A recent story in the New York Times dispels the ‘spinning propeller’ myth of the BMW roundel. Much to the dismay of many, the article is 100% correct, the origins of the blue and white checker in the BMW roundel has nothing to do with a propeller. Instead it has everything to do with the national colors of Bavaria, which is, of course, incorporated in the name of the company. One only has to look at the logo used by the company BMW emerged from, Rapp Motor Works, to understand.
Rapp Motor Works intended to build a number of aero engines for the Prussian War Ministry and the ‘Imperial Prize’. Rapp overreached with a clumsy six cylinder redesign of an existing four cylinder aero engine (they added the additional two cylinders beyond the timing gear at the front of the four cylinder and the engine vibrated excessively). Rapp was a contemporary of the Bavarian Aircraft Works founded by Gustav Otto (the son of Nikolaus Otto , inventor of the four stroke engine – also known as the Otto cycle). Rapp’s logo employed a roundel with a black horse head in the center (Rappe is a German word for ‘black horse’). So there is symmetry between the logo and the company name.

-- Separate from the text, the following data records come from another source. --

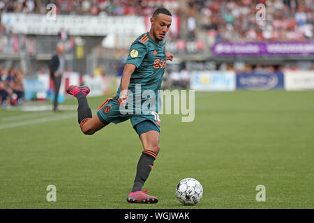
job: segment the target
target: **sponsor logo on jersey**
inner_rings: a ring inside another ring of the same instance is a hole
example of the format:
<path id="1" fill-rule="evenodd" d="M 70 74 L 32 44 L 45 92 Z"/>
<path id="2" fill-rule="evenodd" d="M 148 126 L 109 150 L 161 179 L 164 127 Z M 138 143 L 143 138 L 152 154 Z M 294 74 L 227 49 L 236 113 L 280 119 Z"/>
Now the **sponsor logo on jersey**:
<path id="1" fill-rule="evenodd" d="M 138 56 L 138 51 L 136 50 L 135 49 L 133 49 L 131 50 L 131 52 L 130 52 L 130 56 L 132 58 L 135 58 Z"/>

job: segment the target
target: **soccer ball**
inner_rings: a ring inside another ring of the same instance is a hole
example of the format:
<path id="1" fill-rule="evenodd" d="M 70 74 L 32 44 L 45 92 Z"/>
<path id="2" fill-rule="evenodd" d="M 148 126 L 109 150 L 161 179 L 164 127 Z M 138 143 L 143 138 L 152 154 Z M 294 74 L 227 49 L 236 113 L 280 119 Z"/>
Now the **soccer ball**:
<path id="1" fill-rule="evenodd" d="M 179 182 L 176 187 L 178 200 L 184 205 L 195 205 L 203 197 L 203 187 L 193 178 L 185 178 Z"/>

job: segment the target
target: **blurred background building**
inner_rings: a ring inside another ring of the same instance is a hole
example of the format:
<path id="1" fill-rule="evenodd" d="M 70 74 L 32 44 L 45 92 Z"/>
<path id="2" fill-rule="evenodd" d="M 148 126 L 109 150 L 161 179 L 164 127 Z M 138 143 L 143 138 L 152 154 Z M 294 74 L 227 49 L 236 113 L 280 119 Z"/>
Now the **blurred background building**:
<path id="1" fill-rule="evenodd" d="M 296 81 L 281 75 L 300 71 L 305 82 L 314 77 L 311 0 L 1 0 L 0 92 L 25 91 L 15 93 L 17 105 L 21 97 L 50 97 L 48 61 L 59 42 L 66 72 L 61 89 L 84 82 L 95 95 L 114 91 L 131 43 L 149 30 L 161 6 L 173 15 L 166 49 L 174 60 L 167 63 L 165 88 L 286 89 L 284 82 Z M 278 84 L 267 75 L 277 75 Z"/>

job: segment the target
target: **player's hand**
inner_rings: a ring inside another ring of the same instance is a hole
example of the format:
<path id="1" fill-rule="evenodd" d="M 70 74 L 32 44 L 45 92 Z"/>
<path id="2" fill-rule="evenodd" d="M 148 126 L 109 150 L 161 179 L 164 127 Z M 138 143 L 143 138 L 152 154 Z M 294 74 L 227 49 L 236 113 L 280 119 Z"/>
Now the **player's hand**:
<path id="1" fill-rule="evenodd" d="M 119 106 L 125 106 L 128 98 L 128 97 L 127 95 L 120 95 L 120 98 L 118 98 L 118 105 Z"/>
<path id="2" fill-rule="evenodd" d="M 167 61 L 172 61 L 173 59 L 173 54 L 170 52 L 166 52 L 166 56 L 167 56 Z"/>

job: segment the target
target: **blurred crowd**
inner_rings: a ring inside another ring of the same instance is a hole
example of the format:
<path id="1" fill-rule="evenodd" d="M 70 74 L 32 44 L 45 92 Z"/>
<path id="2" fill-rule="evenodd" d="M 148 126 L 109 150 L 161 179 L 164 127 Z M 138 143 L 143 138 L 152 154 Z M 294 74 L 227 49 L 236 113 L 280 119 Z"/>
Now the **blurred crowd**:
<path id="1" fill-rule="evenodd" d="M 46 13 L 54 3 L 57 13 L 68 15 L 151 15 L 154 8 L 177 8 L 175 0 L 1 0 L 0 12 Z"/>
<path id="2" fill-rule="evenodd" d="M 209 42 L 313 39 L 313 0 L 1 0 L 0 13 L 46 13 L 49 3 L 57 14 L 92 15 L 150 16 L 164 6 L 181 17 L 192 40 L 204 33 Z M 264 12 L 256 8 L 259 3 Z"/>
<path id="3" fill-rule="evenodd" d="M 0 68 L 0 105 L 21 105 L 24 97 L 24 75 L 21 70 Z"/>
<path id="4" fill-rule="evenodd" d="M 313 38 L 312 0 L 189 0 L 188 6 L 188 29 L 199 25 L 213 42 Z"/>

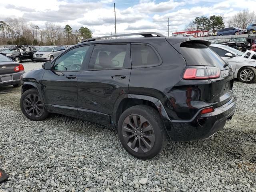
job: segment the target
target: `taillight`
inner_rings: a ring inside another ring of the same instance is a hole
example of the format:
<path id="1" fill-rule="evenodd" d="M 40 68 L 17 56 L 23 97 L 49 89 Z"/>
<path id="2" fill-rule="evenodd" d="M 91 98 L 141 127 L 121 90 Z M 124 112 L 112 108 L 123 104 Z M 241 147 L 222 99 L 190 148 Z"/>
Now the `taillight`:
<path id="1" fill-rule="evenodd" d="M 213 108 L 213 107 L 208 107 L 208 108 L 204 109 L 202 111 L 201 111 L 200 114 L 202 115 L 204 114 L 206 114 L 206 113 L 211 113 L 212 112 L 213 112 L 214 110 Z"/>
<path id="2" fill-rule="evenodd" d="M 183 74 L 183 79 L 186 80 L 210 79 L 218 78 L 220 70 L 218 67 L 202 66 L 188 67 Z"/>
<path id="3" fill-rule="evenodd" d="M 16 72 L 24 70 L 24 67 L 22 64 L 19 64 L 18 66 L 16 66 L 15 67 L 14 67 L 14 71 Z"/>

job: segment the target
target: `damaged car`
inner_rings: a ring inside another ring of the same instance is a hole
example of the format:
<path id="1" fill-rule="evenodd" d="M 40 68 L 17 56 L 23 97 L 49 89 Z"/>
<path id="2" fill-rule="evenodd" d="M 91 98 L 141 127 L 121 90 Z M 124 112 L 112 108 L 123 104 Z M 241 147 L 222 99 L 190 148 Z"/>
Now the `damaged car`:
<path id="1" fill-rule="evenodd" d="M 256 81 L 256 52 L 247 50 L 245 53 L 223 45 L 212 44 L 210 46 L 227 64 L 232 66 L 235 78 L 241 82 L 254 83 Z"/>

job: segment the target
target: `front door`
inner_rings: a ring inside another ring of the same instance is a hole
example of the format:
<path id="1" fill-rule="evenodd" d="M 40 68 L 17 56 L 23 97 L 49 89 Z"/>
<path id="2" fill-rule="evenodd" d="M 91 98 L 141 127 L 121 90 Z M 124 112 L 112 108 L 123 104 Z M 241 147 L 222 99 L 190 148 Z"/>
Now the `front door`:
<path id="1" fill-rule="evenodd" d="M 128 93 L 131 68 L 130 44 L 95 45 L 78 79 L 79 116 L 109 124 L 117 100 Z"/>
<path id="2" fill-rule="evenodd" d="M 77 80 L 89 46 L 70 49 L 52 64 L 42 79 L 42 93 L 48 110 L 73 116 L 77 115 Z"/>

When BMW emerged from Rapp, they reused the roundel, inserting a mirrored image of the Bavarian national colors, into the center. The blue and white was reversed from the Bavarian national use in the roundel due to legal constraints around the use of that emblem. But the symmetry between the name of the company and the image in the logo continued. The propeller myth turns out to have been the result of a technical publication from the late 1920s that provided servicing information for BMW aero engines.
It has taken awhile to debunk that myth but debunked it has been. In fact, a 2005 article by Dr. Florian Triebel, in a BMW Mobile Tradition publication, lays out the entire history fo the BMW roundel and the myth surrounding it.